With few exceptions, farmers and gardeners alike complain when they have to deal with heavy clay soil - the type that sticks to their boots and tools. Whole industries exist to loosen such soil or to assist water in penetrating brick-solid surfaces.
But, if those frustrated growers were to step over to any nearby naturally wooded area, they would discover that the soil under those untended trees, shrubs and grasses is generally loose to the point where a person can scoop into it with bare hands.
What's going on here? Why dense sticky clay a few feet away from loose soil?

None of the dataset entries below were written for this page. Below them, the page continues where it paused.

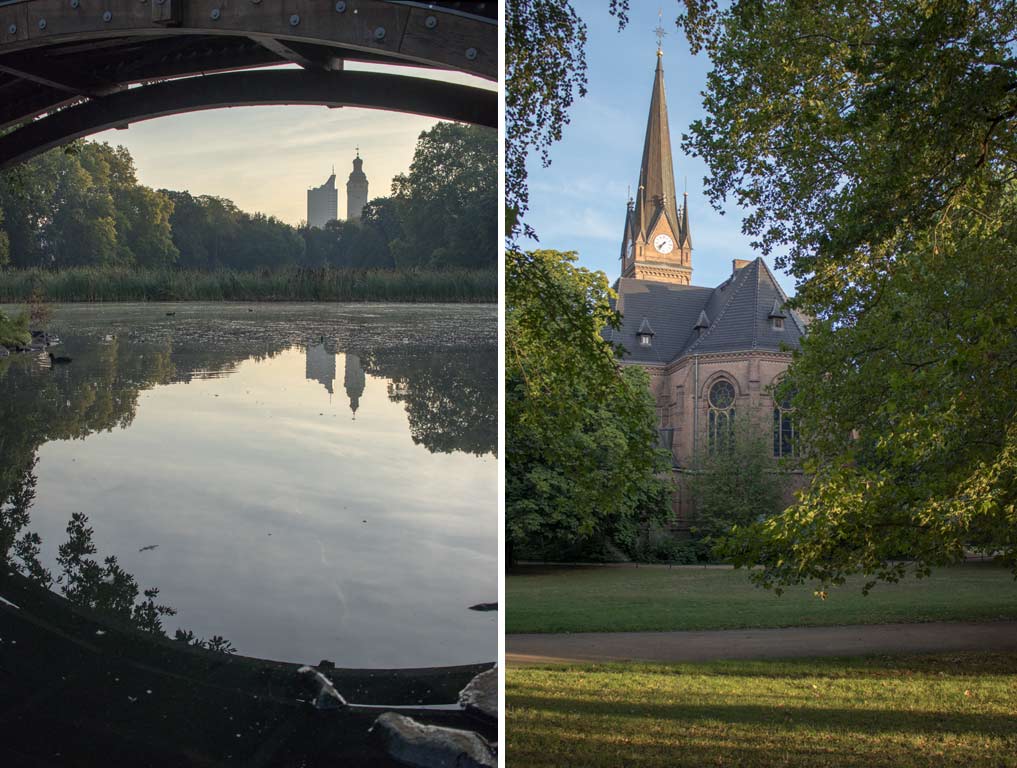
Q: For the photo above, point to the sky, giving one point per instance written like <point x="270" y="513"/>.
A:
<point x="579" y="202"/>
<point x="264" y="159"/>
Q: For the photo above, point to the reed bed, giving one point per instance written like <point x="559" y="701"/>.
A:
<point x="94" y="284"/>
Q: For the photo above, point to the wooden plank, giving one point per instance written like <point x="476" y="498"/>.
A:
<point x="278" y="86"/>
<point x="167" y="12"/>
<point x="305" y="59"/>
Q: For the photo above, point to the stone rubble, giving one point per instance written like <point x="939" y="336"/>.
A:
<point x="420" y="746"/>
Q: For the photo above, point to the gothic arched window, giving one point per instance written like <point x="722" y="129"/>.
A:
<point x="784" y="436"/>
<point x="721" y="417"/>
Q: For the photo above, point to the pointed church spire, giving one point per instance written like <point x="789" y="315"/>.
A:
<point x="686" y="235"/>
<point x="656" y="176"/>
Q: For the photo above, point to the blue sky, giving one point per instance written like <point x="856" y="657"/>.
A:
<point x="579" y="202"/>
<point x="264" y="158"/>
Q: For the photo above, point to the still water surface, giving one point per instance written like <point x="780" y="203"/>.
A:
<point x="305" y="481"/>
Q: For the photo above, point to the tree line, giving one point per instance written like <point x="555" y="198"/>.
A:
<point x="82" y="205"/>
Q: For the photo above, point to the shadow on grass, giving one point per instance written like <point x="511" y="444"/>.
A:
<point x="957" y="664"/>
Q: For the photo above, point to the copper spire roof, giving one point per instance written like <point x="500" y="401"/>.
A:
<point x="656" y="176"/>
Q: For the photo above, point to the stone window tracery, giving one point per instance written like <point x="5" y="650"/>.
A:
<point x="784" y="431"/>
<point x="720" y="421"/>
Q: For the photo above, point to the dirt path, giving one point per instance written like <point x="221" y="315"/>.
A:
<point x="857" y="640"/>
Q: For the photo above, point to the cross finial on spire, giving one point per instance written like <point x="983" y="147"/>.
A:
<point x="661" y="34"/>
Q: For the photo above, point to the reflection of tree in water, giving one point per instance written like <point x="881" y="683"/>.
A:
<point x="99" y="393"/>
<point x="451" y="396"/>
<point x="103" y="587"/>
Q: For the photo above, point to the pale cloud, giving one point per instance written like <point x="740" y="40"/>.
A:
<point x="265" y="158"/>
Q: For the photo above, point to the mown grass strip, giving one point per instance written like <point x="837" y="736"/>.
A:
<point x="656" y="599"/>
<point x="958" y="709"/>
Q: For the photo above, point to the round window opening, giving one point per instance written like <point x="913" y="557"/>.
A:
<point x="722" y="395"/>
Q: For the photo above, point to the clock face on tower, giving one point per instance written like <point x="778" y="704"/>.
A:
<point x="663" y="244"/>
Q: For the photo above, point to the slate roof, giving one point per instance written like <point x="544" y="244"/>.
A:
<point x="738" y="312"/>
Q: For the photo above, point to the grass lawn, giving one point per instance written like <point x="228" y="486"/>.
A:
<point x="958" y="710"/>
<point x="647" y="599"/>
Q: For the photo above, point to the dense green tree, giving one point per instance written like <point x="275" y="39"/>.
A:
<point x="875" y="143"/>
<point x="737" y="485"/>
<point x="581" y="432"/>
<point x="449" y="198"/>
<point x="80" y="205"/>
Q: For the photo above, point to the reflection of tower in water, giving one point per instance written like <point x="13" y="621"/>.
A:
<point x="354" y="380"/>
<point x="320" y="366"/>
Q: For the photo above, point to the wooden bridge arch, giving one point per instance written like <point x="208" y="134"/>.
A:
<point x="69" y="68"/>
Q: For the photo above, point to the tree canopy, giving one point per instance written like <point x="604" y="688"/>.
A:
<point x="581" y="435"/>
<point x="875" y="146"/>
<point x="82" y="205"/>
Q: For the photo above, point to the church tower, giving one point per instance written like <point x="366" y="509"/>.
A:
<point x="657" y="243"/>
<point x="356" y="190"/>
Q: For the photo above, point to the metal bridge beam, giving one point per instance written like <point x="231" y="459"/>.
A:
<point x="419" y="34"/>
<point x="291" y="86"/>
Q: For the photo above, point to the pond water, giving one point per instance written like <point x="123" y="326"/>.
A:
<point x="302" y="482"/>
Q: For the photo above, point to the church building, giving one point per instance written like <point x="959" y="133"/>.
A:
<point x="712" y="353"/>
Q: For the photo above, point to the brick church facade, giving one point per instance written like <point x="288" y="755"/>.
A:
<point x="712" y="353"/>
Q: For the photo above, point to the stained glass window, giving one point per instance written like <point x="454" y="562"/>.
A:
<point x="720" y="422"/>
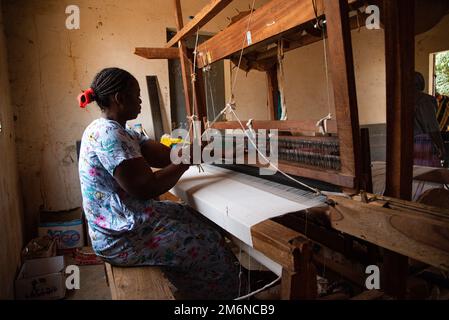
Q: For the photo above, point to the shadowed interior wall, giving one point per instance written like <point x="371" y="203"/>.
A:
<point x="11" y="222"/>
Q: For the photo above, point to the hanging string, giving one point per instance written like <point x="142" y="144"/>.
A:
<point x="281" y="79"/>
<point x="315" y="190"/>
<point x="241" y="51"/>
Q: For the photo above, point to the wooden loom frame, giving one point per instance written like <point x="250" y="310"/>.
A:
<point x="289" y="248"/>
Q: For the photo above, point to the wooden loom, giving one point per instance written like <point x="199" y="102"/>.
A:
<point x="367" y="220"/>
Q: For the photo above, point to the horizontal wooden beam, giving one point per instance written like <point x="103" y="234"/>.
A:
<point x="321" y="174"/>
<point x="284" y="125"/>
<point x="201" y="18"/>
<point x="421" y="235"/>
<point x="355" y="22"/>
<point x="275" y="241"/>
<point x="268" y="21"/>
<point x="157" y="53"/>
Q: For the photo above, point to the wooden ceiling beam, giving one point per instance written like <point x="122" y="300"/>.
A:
<point x="268" y="21"/>
<point x="204" y="16"/>
<point x="157" y="53"/>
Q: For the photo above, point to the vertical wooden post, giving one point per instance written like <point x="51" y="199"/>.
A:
<point x="367" y="177"/>
<point x="200" y="98"/>
<point x="273" y="92"/>
<point x="341" y="65"/>
<point x="300" y="283"/>
<point x="186" y="68"/>
<point x="400" y="62"/>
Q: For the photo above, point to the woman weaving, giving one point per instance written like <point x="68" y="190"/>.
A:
<point x="127" y="226"/>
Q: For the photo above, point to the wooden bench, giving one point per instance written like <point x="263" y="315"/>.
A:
<point x="138" y="283"/>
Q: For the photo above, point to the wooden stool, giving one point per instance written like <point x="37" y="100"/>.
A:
<point x="138" y="283"/>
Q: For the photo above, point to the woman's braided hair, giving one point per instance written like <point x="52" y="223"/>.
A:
<point x="107" y="82"/>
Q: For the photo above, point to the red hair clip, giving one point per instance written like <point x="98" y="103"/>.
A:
<point x="86" y="97"/>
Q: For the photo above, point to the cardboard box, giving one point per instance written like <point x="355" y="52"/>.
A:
<point x="86" y="256"/>
<point x="42" y="247"/>
<point x="41" y="279"/>
<point x="66" y="227"/>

Were the wooded areas just lucky enough to get better dirt?
Well, as usual, the answer is mycorrhizal fungi. Undisturbed, these beneficial organisms will completely colonize every square inch of the soil surrounding their host plants and form massive networks of interlinked hyphae (their microscopic root threads).
This hyphae network, sometimes called a "foodweb", serves many useful purposes underground: searching soil for nutrients that are brought back to the plant as needed; exchanging nutrients between established plants and seedlings; providing fodder for countless other soil organisms; preventing access to plant roots by pathogens; etc.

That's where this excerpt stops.